We remember that Goldie left the Big Lie (in Book 2) with a passenger. While Bonnie had mastered Princess Frisia’s bow and Toadspit was now a gifted swordsman, Goldie had another person residing inside her—a bloodthirsty one. The military strategy Frisia offers is reason enough to listen to her, but Goldie is not keen to take a life. Her tools are trickery and deception, and truly these are the instruments best suited to retaking the city. Frisia takes over at moments and Goldie fears madness. Tanner writes with the smoothest of transitions in and out of Frisia’s consciousness. She also moves Goldie so close to her boundaries we fear she may be overcome. We are certainly curious how Tanner is going to relieve her heroine.

The publisher’s copy mentions a lone walk of Goldie’s and Toadspit in a duel to the death. This comes late in the book and each protagonist’s challenge is a culmination of all they’d been working toward. Toadspit aka Cautionary is all his names imply when we first meet him and he is downright charming by book 3. Goldie (and the reader) are reminded that for all the risks and all the terrible things she’s endured, she made the right decision.

“They were kind, in a rough sort of way. And after a while, what they did began to seem normal. They gave me another name and I forgot who I was. Kindness can do that to you, quicker than cruelty. (226)”

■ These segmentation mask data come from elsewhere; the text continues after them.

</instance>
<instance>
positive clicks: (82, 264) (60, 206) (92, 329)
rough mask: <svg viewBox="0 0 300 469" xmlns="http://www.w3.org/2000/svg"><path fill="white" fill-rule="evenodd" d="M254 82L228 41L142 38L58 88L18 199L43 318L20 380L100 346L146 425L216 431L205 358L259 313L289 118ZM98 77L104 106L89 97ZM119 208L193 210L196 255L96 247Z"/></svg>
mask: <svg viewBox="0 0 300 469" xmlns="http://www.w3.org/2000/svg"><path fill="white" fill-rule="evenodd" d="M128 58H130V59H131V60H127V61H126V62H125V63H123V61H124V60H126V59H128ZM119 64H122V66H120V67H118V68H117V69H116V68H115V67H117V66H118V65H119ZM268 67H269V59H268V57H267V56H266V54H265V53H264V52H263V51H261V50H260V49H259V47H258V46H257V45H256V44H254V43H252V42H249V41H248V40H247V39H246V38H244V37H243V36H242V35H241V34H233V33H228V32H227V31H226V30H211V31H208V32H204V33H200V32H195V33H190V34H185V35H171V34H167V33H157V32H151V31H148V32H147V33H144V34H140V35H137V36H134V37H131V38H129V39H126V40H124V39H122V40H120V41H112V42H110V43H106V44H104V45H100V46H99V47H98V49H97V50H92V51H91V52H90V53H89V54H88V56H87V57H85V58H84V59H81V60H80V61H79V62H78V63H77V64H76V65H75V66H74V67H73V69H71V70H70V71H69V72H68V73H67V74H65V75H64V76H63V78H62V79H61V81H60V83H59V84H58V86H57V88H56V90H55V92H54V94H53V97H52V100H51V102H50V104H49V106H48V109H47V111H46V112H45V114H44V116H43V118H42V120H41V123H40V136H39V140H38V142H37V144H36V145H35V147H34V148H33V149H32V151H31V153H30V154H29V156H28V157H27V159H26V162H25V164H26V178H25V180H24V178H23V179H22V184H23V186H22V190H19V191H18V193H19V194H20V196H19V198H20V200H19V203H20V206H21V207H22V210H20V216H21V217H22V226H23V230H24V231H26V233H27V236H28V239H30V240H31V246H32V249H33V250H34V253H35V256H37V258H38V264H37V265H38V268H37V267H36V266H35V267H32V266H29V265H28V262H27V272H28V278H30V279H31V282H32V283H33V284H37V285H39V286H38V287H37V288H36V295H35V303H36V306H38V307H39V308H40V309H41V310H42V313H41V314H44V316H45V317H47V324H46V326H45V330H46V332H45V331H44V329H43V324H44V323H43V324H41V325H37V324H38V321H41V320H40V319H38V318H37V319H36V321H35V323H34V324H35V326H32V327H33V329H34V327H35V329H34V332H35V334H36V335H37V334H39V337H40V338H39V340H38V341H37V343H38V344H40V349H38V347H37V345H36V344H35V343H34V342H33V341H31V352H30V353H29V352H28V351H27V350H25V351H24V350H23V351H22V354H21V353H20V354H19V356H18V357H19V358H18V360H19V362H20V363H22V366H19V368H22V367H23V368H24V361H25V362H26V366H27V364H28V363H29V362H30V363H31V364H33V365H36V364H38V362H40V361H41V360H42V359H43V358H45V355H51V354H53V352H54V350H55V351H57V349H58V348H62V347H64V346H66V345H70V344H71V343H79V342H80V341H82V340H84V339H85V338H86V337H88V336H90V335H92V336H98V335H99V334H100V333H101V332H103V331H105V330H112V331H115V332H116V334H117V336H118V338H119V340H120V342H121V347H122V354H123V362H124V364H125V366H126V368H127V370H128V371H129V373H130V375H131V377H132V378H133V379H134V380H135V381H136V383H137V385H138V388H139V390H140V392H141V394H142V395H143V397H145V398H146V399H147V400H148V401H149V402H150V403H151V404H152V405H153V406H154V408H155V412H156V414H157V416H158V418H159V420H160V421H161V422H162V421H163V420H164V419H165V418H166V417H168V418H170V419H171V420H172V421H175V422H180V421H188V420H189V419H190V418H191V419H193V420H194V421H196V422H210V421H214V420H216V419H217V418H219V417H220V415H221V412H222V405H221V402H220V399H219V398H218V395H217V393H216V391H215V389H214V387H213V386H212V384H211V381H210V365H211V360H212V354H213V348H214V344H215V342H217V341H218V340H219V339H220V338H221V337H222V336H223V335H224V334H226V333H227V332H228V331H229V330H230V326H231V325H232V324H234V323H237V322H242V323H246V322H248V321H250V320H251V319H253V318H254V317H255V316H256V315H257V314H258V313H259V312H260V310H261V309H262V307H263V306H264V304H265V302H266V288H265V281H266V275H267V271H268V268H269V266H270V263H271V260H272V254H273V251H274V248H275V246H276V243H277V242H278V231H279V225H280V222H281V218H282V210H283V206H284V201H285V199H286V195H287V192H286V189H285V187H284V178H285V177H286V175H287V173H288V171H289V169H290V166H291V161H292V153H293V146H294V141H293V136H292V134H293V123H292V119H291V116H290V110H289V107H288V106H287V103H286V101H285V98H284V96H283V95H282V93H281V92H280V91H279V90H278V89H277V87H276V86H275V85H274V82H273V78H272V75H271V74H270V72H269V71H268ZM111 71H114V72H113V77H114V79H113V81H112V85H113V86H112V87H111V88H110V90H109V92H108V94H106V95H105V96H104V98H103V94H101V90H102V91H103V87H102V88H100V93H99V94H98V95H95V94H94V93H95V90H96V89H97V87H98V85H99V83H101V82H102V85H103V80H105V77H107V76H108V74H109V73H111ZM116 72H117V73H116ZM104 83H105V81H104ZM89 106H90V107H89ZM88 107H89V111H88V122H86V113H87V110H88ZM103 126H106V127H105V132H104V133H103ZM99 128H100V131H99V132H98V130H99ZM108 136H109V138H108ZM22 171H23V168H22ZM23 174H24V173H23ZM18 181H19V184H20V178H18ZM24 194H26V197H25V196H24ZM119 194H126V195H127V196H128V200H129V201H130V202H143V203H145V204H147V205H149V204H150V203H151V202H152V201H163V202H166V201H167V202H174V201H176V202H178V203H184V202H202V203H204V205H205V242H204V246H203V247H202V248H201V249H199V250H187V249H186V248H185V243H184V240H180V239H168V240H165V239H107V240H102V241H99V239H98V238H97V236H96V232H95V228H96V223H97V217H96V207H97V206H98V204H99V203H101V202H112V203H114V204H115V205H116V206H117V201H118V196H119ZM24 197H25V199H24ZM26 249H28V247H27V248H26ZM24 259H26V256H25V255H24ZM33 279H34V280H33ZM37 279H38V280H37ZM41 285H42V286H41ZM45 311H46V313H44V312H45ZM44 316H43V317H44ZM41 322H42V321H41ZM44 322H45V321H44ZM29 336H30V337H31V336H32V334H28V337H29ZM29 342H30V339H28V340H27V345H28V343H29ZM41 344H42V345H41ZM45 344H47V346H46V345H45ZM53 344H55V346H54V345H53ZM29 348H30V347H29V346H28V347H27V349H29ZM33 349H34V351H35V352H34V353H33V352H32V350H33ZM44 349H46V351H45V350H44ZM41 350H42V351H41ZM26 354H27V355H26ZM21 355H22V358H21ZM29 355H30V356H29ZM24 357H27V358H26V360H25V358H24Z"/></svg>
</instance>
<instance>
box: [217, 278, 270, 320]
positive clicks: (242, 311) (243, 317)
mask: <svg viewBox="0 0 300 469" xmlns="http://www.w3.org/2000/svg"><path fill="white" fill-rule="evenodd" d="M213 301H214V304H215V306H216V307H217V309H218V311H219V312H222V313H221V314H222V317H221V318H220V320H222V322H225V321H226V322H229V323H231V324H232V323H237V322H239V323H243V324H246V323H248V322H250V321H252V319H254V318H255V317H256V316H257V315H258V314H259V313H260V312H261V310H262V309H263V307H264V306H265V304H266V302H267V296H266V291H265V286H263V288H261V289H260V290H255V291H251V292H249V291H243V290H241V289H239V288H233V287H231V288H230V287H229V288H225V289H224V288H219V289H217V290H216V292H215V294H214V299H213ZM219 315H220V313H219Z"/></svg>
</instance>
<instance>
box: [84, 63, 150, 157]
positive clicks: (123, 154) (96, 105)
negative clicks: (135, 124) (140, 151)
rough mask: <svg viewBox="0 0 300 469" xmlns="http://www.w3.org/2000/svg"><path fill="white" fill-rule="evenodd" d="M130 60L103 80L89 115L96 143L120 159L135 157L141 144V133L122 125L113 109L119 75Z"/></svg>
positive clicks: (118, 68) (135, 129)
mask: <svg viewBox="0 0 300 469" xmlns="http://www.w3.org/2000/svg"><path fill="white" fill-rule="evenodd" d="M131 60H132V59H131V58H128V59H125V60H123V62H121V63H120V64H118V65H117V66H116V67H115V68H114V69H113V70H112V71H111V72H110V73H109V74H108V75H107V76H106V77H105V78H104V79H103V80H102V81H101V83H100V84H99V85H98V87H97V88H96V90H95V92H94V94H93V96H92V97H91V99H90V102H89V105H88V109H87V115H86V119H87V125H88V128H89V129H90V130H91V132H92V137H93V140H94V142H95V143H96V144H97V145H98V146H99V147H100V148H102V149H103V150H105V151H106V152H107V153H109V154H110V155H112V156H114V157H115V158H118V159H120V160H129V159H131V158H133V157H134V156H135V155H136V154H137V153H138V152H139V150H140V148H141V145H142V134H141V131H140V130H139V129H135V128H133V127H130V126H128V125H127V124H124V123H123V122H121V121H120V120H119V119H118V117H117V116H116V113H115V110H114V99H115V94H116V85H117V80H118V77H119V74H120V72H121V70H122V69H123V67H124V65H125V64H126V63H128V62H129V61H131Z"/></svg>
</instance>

These are the words of a child turned Slaver. You see the sort of challenges Tanner is unafraid to present to her reader: that kindness could make a person become/do evil things? This makes sense as we, with Pounce, wonder how some of the parents do not fight for their children—sense punctuated by Goldie’s father’s “brave” act. Path of Beasts interrogates self-preservation as well as how are unnatural notions/ways normalized to the detriment of self and/or other.

pathofbeasts brizzle_colourTanner’s imagination, the action and the adventures, the villains and the heroes, all of it is highly entertaining. I tend to go on about the issues that create much of the conflicts because they are so unusual and so incredibly relevant to the audience. Tanner’s children are clever and capable, they are creative and exercise self-control, they have fears, but they have incredible courage—born of a willingness to risk themselves (let alone their discomfort over uncertainties) for someone they love. Someone needs to remind children of this–and their parents.

my review of Museum of Thieves and of City of Lies.

{cover illus. by Jon Foster; interior illus. (2 seen above) by Sebastian Ciaffaglione}

One Comment Add yours

  1. Lian Tanner says:

    Hi Leslie, thanks for the wonderfully thoughtful review, I’m so very very pleased that you liked all three books so much. And I’m glad to see you like Frances Hardinge, who is one of my favourite authors.